Un message d'amour

Julia s'élança hors de l'autobus et bondit sur notre chemin avec sa verve habituelle. J'étais assis sur un banc dans notre hall, blanc comme un fantôme.

"Qu'est-ce qui ne va pas, maman?" Demanda-t-elle.

"J'ai quelques mauvais résultats de tests sanguins", ai-je dit.

"Vas-tu mourir?" Demanda-t-elle, la peur s'étendant sur son beau visage.

Je lui ai dit que j'avais une grave anémie. J'ai expliqué que mon corps n'avait pas de réserves de fer, et si je ne faisais pas quelque chose tout de suite, j'aurais besoin d'une transfusion sanguine.

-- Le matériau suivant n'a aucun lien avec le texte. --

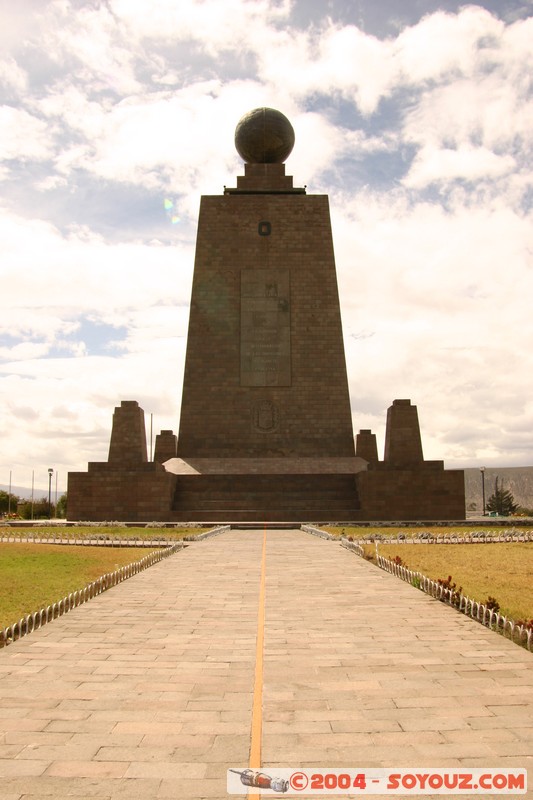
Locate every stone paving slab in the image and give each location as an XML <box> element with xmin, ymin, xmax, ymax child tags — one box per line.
<box><xmin>0</xmin><ymin>530</ymin><xmax>533</xmax><ymax>800</ymax></box>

Elle a laissé tomber son sac à dos, a tiré une feuille de papier vierge et un stylo de mon bureau et a tiré dans la cuisine. Quelques minutes plus tard, elle est revenue avec une page de calculs. Mes céréales contenaient 10% de mon fer quotidien. Nos craquelins, 15 pour cent. Yaourt, 0.

Bien que j'étais préoccupé et paniqué, j'ai réalisé que quelque chose d'extraordinaire se passait. Julia, qui a 11 ans, était vraiment effrayée à l'idée que quelque chose de mauvais puisse m'arriver.

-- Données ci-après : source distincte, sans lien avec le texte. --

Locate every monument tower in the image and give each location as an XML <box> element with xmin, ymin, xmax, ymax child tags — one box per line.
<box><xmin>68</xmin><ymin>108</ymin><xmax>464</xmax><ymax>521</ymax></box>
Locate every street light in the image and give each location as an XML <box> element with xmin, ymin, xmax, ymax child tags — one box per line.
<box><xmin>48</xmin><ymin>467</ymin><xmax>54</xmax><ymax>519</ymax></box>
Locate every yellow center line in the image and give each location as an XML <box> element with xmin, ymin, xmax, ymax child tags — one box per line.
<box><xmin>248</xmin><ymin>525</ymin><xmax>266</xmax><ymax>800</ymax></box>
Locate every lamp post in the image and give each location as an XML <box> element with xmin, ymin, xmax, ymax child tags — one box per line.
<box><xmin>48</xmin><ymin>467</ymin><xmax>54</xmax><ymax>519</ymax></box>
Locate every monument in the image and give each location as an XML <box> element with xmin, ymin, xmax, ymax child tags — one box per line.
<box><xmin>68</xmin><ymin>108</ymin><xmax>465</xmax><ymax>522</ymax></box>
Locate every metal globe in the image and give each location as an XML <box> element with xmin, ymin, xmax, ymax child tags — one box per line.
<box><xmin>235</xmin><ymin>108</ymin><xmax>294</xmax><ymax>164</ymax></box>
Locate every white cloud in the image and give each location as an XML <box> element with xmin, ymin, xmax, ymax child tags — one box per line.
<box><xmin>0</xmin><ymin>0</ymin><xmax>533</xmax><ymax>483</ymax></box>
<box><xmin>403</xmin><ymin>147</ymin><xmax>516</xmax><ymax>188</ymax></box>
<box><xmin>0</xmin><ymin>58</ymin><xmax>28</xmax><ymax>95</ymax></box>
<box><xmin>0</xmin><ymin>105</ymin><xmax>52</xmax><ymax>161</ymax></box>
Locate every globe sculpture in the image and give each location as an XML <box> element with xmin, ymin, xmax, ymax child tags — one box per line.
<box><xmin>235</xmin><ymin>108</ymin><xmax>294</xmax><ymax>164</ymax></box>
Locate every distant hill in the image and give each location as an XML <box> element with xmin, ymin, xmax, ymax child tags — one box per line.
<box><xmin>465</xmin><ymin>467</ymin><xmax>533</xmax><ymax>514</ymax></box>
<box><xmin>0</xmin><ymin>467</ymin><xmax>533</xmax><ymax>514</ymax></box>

Quel enfant ne le ferait pas, demandez-vous?

Un enfant avec un syndrome appelé désordre réactif d'attachement. Un enfant qui, en raison de circonstances traumatiques précoces, ne parvient pas à attacher, et qui est incapable de former des liens d'amour. Un enfant qui ne sait pas aimer. Ce n'est plus mon enfant, mais ça l'était.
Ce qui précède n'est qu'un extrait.